The Court therefore ordered a hearing to determine what "portion of the settlement.... represents a compromise of the claim for medical expenses" which is subject to a lien, and what portion of the settlement is for the child’s "reasonable requirements, taking into account his maintenance, education, medical care and any other factors applicable to his condition [which] will be beyond the Department’s reach."
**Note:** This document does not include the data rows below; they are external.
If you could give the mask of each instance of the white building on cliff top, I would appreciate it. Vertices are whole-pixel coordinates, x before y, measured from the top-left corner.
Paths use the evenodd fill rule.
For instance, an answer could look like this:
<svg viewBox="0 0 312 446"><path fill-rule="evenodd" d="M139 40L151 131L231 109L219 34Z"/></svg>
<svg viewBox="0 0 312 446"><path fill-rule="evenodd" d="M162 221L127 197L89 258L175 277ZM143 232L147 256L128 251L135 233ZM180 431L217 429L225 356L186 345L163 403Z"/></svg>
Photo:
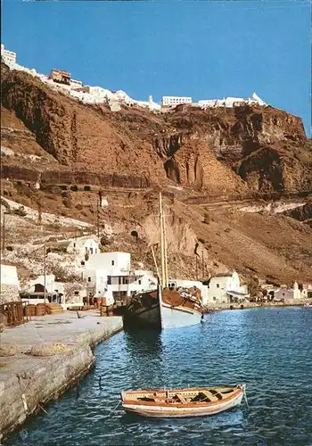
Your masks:
<svg viewBox="0 0 312 446"><path fill-rule="evenodd" d="M16 53L6 50L4 44L1 44L1 57L6 65L11 66L16 63Z"/></svg>
<svg viewBox="0 0 312 446"><path fill-rule="evenodd" d="M162 96L161 105L178 105L179 103L192 103L192 97Z"/></svg>

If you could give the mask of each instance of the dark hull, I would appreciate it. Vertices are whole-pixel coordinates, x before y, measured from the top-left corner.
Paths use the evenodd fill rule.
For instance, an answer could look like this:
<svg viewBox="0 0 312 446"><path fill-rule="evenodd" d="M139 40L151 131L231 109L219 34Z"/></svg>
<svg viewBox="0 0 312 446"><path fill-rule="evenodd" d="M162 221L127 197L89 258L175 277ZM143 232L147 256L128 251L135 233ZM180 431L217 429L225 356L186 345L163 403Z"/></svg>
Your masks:
<svg viewBox="0 0 312 446"><path fill-rule="evenodd" d="M134 296L127 305L124 325L126 327L166 329L201 323L201 309L197 303L186 301L170 290L142 293Z"/></svg>

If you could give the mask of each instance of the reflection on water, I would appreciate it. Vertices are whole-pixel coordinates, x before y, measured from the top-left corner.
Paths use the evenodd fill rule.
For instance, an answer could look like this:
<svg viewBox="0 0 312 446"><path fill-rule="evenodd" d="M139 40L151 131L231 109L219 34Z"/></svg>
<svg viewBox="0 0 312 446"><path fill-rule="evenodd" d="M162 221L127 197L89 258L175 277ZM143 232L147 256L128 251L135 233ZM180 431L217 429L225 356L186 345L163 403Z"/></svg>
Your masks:
<svg viewBox="0 0 312 446"><path fill-rule="evenodd" d="M120 333L96 357L78 399L68 392L7 444L312 444L309 310L223 311L195 326ZM241 383L250 407L214 417L151 419L116 408L122 390Z"/></svg>

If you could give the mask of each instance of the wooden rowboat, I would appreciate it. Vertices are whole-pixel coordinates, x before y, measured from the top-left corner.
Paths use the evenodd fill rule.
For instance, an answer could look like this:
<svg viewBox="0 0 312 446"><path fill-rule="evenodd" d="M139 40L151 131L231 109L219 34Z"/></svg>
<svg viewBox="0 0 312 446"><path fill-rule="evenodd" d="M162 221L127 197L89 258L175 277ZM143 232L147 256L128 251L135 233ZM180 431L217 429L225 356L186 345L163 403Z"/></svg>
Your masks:
<svg viewBox="0 0 312 446"><path fill-rule="evenodd" d="M239 406L245 385L121 392L127 412L144 417L181 417L214 415Z"/></svg>

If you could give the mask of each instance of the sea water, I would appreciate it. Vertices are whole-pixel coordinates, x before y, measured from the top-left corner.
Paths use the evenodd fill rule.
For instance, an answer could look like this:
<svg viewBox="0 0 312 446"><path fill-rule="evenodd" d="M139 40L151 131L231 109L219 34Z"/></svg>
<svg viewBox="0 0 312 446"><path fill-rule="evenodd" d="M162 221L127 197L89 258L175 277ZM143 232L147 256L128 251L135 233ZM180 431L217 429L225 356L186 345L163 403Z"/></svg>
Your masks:
<svg viewBox="0 0 312 446"><path fill-rule="evenodd" d="M8 445L312 445L312 310L227 310L198 326L123 332L99 345L95 368ZM101 378L101 385L100 385ZM126 414L129 389L247 384L246 402L212 417Z"/></svg>

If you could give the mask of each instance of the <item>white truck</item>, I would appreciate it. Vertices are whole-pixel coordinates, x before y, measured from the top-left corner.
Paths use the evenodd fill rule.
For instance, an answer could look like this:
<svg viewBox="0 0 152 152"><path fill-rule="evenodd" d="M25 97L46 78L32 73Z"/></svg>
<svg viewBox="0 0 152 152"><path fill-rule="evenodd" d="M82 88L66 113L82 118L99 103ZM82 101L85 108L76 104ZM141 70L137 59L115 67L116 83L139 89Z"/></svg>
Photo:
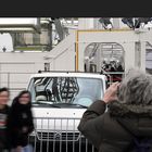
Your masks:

Denise Rubin, Principal Law Clerk to Justice Moskowitz, points out that the Fraylich bridges the Santiago and Temple cases described above. "First, the decision applies the more recent Court of Appeals’ cases requiring an allocation of the settlement between medical expenses and other monies, as well as recognizing that plaintiff has assigned his right to recovery to DSS in exchange for his right to collect Medicaid. Thus, unlike Temple, the Fraylich decision recognizes that DSS is not collecting its lien from the infant plaintiff in violation of SSL §104(2), but is actually seeking "reimbursement for medical expenses paid from third parties ‘who are liable for a medical recipient’s medical expenses,’" i.e., the defendants who are paying the settlement. Fraylich departs from Santiago, however, because counsel are directed to appear for a hearing to determine the allocation of the settlement between medical payment reimbursement and other expenses, as contemplated by the Court of Appeals in Baker."
Thus, Fraylich is in accord with McClenahan v. Farber, 668 N.Y.S.2d 689 (2nd Dep’t., 1998) where, in a five million dollar settlement, a hearing was required to determine what portion of the settlement is for "past reimbursed medical expenses." The Court discerned that in such a large settlement, certainly some portion of the settlement would probably be for "past reimbursed medical expenses."
The Fraylich hearing will be held in the near future. While the outcome cannot be assured in advance, there is good reason to expect the evidence adduced to be substantially one-sided. The proof as to how the settlement was attained, and what elements of damages the parties intended to satisfy when the settlement was entered, can only be offered by the plaintiffs. The defendants have no interest in how their settlement is allocated, as long as the peace they bought is undisturbed. As Social Services was not involved in the settlement negotiations, it has no evidence to offer as to how much of the settlement was intended to compensate for past medical expenses, as opposed to any other components comprising the settlement amount.
The Fraylich case sets forth a blueprint of how to have a lien vacated in an infant’s case. One must demonstrate that regardless of the gross amount recovered, the settlement is modest relative to the very serious injuries and the child’s future needs, so that the entire settlement amount was intended to compensate the child’s future needs and not to reimburse the lienholder.